Bubba’s Body Language Interested Me
if you needed Tiger to be there for the Masters to mean anything, I’m sorry for you. I think you’re missing a lot of the point. This year’s tournament was a hoot for entirely different reasons, and Woods didn’t make the event what it’s become through the years. Love for the game of golf, beautiful courses and intensely competitive majors provide their own justification for existing, and the contradictions on last week’s leaderboard make for a fascinating study about what kind of person wins the Masters.
Right off the bat, it’s interesting when a man named Bubba wins the green jacket, or even more interesting when he wins two of them…and yet more interesting, the way he won the last one.
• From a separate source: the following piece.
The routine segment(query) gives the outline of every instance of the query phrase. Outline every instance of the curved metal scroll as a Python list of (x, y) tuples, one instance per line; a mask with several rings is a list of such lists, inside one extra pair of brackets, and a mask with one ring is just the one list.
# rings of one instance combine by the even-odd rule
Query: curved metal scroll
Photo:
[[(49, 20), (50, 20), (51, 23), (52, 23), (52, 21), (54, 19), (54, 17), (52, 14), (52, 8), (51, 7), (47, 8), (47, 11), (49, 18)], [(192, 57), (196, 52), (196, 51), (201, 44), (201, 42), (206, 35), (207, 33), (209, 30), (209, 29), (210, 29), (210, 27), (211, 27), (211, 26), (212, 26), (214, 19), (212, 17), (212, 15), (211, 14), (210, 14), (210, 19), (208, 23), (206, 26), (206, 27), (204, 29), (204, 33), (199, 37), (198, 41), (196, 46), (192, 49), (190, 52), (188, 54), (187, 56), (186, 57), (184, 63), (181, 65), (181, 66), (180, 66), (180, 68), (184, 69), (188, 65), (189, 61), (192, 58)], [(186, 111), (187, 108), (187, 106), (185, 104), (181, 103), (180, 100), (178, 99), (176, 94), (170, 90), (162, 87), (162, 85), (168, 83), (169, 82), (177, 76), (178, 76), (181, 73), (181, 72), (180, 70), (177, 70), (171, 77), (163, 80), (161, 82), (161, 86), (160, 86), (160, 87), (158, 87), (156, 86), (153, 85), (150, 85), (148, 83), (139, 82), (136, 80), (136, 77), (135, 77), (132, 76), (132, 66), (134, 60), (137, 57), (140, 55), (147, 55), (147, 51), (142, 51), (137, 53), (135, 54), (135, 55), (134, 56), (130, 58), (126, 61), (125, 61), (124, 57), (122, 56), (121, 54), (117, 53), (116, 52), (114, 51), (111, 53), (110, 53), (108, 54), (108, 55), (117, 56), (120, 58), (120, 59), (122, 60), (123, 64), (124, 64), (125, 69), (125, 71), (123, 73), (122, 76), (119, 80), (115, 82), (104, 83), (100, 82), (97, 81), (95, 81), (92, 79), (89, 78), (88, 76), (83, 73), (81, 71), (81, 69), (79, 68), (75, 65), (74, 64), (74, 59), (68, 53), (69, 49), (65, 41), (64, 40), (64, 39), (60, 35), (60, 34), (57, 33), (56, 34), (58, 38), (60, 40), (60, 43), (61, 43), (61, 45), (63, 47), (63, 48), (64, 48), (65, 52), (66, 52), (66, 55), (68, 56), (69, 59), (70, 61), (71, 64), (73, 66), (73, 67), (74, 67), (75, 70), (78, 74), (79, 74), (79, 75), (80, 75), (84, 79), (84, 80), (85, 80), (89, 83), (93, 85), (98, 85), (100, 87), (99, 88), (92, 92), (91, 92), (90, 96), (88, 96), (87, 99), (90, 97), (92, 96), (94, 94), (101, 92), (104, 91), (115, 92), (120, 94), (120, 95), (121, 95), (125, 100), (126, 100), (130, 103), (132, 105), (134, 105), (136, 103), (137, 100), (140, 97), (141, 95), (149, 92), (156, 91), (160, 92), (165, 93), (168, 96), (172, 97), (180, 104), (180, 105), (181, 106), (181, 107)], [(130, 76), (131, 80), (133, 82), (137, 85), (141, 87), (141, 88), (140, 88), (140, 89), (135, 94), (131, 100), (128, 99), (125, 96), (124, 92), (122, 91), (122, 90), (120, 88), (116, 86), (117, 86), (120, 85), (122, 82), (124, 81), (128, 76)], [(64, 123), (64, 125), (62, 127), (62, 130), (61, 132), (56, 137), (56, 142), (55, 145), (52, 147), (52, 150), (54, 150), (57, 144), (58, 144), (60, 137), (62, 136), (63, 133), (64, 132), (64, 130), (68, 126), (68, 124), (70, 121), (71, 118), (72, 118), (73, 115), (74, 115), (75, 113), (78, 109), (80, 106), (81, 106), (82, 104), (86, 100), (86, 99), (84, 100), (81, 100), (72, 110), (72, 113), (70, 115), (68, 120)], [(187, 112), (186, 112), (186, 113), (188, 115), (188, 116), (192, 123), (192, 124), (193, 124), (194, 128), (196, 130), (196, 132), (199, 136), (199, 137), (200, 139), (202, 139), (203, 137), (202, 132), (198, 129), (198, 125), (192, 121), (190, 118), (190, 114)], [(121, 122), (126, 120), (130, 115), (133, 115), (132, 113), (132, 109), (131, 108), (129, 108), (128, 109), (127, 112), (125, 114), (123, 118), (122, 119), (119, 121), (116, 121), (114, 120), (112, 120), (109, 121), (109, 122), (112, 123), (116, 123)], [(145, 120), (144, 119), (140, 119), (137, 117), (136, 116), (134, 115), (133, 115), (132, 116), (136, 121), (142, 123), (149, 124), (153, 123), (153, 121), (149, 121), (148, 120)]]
As armchair psychoanalysts, we spectators have torn Bubba’s personality, swing and culture apart in a search for what makes him different. Imagine, someone who still practices the ancient art of caddie flogging, grousing at the fans and going to the Waffle Shop to celebrate a victory – We have lost sight of the fact, however, that he’s not different, highlighting the light and dark sides of his personality as if everyone else on the planet only has one.
Granted, his swing is a little out of the mold, and he claims to be a natural, not taught. He falls away from the ball on the follow through, and I think of the incredible slices, duck hooks and occasional wiffs that would get me (I have enough of them as it is). It was Bubba’s body language, though, that interested me, a mix of study, heated intent and facial twitching that made him look like a mad scientist putting together the perfect formula. When it went well, he looked grimly straight ahead, with perhaps a faint upturn at the end of the lips. When it went poorly, his eyes cast about for someone to blame, like tennis players who blow a shot and check the laces for a minute before continuing. Fortunately, he hired someone to take all that on his shoulders, and the noble caddie accepted it graciously.
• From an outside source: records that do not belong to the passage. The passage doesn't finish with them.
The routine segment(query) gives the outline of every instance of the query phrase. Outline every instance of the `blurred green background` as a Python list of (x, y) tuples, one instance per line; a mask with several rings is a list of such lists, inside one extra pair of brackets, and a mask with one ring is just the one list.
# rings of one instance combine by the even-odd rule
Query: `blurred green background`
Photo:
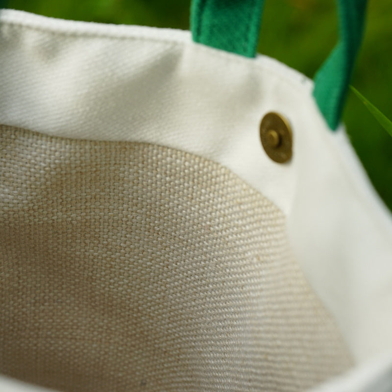
[[(8, 0), (9, 8), (47, 16), (188, 29), (190, 0)], [(336, 2), (267, 0), (259, 52), (312, 77), (337, 39)], [(369, 1), (352, 84), (392, 119), (392, 1)], [(392, 138), (350, 93), (343, 120), (351, 143), (392, 210)]]

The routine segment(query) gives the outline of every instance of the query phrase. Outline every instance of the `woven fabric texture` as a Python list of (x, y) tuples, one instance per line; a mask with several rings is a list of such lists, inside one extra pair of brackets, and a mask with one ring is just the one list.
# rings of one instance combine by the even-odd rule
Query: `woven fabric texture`
[(3, 126), (0, 216), (0, 373), (69, 392), (294, 392), (351, 365), (284, 216), (218, 164)]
I truly believed, at one point, that Jordan Spieth was going to run away with it, but I noticed the very spot where his body language changed, and his overall tempo with it. He was cruising relentlessly toward a green jacket in a mature, studied manner, then suddenly and without warning acted his age, with all the extra strokes that come with it under international pressure. He lost his smoothness, darted from the bag to the ball and back again, took quick, jerky practice swings, hit very quickly, lost his game face and started slamming things, which spells loss of focus for any golfer, weekender or champion. All in all, in watching Spieth, it looked like someone sped up the tape, and I could tell that it was over, even before it was.
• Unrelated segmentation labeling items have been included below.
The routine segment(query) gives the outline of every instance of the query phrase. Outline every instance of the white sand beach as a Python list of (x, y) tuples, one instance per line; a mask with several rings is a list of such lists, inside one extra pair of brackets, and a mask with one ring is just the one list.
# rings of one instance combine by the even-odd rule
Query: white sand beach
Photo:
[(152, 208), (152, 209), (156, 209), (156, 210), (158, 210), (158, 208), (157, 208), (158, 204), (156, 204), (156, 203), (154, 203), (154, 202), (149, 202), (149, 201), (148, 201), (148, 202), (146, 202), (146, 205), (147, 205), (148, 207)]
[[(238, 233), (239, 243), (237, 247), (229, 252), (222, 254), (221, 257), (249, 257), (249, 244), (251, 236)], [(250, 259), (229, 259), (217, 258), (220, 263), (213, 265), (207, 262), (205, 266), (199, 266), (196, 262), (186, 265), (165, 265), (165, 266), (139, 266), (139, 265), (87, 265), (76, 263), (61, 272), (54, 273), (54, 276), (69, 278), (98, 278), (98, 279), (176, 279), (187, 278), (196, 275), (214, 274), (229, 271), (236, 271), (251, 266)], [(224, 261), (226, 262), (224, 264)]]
The saddest body language of the day, for me, was that of Fred Couples. I couldn’t tell whether his expression said “the day didn’t come through for me,” or “I didn’t come through for the day,” or perhaps something entirely different. Regardless, it looked as though he surrendered to what people expect from his age, when he didn’t really need to after playing so well for three days in a row. Or, he might have just played an unspectacular round of golf – I’ll never know. His disappointment, however, wasn’t released in thrashing, twitching or caddie scowls, but stuffed down and suppressed, easier to do for fully-grown men than twenty year-old hopefuls, but hard to do for everyone. I know that ball in the water hurt, though, the moment at which his tournament ended.
No matter what the profession or venue, high performance pressure in front of peers is sure to bring out the characteristics of each person’s personality. As for those of us who watch, we do a lot of reflecting of ourselves onto their canvas. I’ve certainly done my share of twitching, darting and stuffing.